Torkel Klingberg, professore di neuroscienze cognitive al Karolinska Institutet in Svezia e coautore dello studio, lo spiega così: «I social media forniscono distrazioni costanti. Se non sono i messaggi stessi, è il pensiero di averne uno nuovo». Il cervello degli adolescenti, esposto a flussi continui di notifiche, messaggi e contenuti brevi, sviluppa sintomi evidenti e misurabili di disattenzione. È un circolo vizioso neurologico. Il cervello si adatta, certo. Ma l’adattamento va in entrambe le direzioni. Se alleni costantemente la distrazione, l’abilità di concentrarti si deteriora. Klingberg sottolinea che le abilità cognitive non sono fisse, dipendono dall’uso: «Se le alleni, migliorano. Se le ignori, peggiorano».

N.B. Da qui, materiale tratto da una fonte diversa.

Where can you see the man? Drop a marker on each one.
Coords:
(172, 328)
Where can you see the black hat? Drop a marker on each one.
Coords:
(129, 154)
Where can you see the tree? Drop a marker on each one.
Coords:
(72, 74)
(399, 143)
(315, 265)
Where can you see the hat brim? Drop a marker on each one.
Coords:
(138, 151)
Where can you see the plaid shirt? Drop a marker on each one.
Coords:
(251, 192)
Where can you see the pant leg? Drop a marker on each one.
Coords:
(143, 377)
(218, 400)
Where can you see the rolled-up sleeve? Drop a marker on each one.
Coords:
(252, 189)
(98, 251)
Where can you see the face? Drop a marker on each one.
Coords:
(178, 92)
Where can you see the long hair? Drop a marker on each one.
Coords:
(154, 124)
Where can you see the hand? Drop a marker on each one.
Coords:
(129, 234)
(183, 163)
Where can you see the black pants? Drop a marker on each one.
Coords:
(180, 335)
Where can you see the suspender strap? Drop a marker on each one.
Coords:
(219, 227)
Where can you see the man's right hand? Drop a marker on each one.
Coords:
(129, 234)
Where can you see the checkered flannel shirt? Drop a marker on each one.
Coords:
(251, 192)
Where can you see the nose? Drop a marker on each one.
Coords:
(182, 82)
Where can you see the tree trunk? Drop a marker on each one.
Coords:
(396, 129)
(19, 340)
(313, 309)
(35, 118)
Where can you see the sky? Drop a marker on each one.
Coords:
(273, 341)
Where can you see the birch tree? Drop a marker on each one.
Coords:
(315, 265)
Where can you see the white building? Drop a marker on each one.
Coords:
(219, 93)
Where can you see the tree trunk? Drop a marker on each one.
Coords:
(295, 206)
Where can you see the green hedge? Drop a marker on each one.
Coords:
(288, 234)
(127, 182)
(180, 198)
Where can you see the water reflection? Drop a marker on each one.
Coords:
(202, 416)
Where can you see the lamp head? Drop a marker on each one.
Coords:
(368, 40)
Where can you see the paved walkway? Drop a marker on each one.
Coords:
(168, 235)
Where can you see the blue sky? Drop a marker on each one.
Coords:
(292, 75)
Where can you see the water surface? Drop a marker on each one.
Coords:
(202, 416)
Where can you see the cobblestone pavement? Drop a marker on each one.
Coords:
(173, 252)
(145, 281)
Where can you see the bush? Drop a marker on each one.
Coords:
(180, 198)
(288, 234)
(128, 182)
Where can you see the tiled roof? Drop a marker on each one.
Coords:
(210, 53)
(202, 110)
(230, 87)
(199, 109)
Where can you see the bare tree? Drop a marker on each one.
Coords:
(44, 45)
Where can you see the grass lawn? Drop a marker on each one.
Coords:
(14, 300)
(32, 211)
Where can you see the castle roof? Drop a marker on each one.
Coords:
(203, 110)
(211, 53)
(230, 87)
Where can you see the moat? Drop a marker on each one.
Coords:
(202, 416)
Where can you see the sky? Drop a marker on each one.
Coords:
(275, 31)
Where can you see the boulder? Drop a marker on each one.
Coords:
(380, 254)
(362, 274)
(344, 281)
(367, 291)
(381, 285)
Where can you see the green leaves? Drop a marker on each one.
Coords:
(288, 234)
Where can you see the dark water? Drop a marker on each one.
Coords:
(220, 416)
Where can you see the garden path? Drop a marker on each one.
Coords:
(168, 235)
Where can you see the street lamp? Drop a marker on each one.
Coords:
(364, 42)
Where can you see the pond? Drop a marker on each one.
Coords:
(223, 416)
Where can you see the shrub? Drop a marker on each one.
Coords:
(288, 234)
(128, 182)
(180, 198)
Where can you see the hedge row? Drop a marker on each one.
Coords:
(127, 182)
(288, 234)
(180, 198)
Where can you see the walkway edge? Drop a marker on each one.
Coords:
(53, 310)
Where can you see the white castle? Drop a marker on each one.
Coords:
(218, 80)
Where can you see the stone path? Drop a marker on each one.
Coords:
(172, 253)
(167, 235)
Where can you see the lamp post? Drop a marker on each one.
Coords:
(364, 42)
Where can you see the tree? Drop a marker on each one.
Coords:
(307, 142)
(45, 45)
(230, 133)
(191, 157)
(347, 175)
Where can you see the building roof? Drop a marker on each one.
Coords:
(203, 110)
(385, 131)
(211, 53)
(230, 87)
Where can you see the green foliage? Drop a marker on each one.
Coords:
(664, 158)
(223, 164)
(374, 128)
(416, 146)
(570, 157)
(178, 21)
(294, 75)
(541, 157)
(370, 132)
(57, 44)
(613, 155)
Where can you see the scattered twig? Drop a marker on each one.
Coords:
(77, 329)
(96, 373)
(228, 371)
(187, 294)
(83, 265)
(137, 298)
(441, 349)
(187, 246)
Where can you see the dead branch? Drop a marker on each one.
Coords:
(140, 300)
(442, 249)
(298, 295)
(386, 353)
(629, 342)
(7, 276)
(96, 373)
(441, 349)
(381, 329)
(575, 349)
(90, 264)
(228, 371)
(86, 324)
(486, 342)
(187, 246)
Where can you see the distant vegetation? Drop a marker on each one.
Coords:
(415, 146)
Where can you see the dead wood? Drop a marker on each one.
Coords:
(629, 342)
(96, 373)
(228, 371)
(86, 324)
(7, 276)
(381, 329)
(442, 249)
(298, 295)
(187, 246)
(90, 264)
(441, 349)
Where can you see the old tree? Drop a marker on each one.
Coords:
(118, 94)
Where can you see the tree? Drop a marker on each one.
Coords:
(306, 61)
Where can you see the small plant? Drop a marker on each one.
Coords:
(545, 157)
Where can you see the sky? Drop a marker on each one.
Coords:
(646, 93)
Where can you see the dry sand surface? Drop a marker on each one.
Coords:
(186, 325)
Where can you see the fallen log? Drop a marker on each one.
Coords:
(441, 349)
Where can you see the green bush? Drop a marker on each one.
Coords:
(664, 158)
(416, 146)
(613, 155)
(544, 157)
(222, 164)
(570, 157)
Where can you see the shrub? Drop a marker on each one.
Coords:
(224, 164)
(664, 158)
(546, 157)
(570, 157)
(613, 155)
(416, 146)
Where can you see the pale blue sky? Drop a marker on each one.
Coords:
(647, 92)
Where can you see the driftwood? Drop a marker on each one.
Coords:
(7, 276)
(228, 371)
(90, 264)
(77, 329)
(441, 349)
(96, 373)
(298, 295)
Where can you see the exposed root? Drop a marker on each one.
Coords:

Il problema è che i social media, come aveva spiegato molto bene Riccardo Luna, sono progettati precisamente per massimizzare il tempo di utilizzo, non per allenare capacità cognitive utili. Ogni notifica è un rinforzo che spinge il cervello a controllare di nuovo. E di nuovo. E di nuovo. È un sistema perfettamente calibrato per catturare l’attenzione, ma devastante per lo sviluppo di quella stessa attenzione.
Le prove del deficit di attenzione sono anche fisiche, come ha sottolineato uno studio giapponese pubblicato su Translational Psychiatry nell’ottobre scorso. Ricercatori dell’Università di Fukui hanno seguito 11.878 bambini di 9-10 anni per un periodo di due anni, usando risonanza magnetica avanzata per monitorare i cambiamenti strutturali del cervello. I risultati hanno mostrato che un maggiore tempo di utilizzo degli schermi era associato a un volume corticale ridotto e a una crescita rallentata in regioni cerebrali chiave per la funzione cognitiva. Non si tratta solo di comportamento o prestazioni: la struttura fisica del cervello cambia e l’esposizione eccessiva agli schermi può ritardare la maturazione cerebrale e causare sintomi più gravi del disturbo da deficit di attenzione e iperattività (ADHD).
Che cosa possiamo fare
Di fronte a questo quadro per nulla rassicurante la buona notizia è che esistono strategie concrete per proteggere i nostri figli. Non serve demonizzare la tecnologia né rinunciare completamente agli smartphone. Serve usarli in modo consapevole.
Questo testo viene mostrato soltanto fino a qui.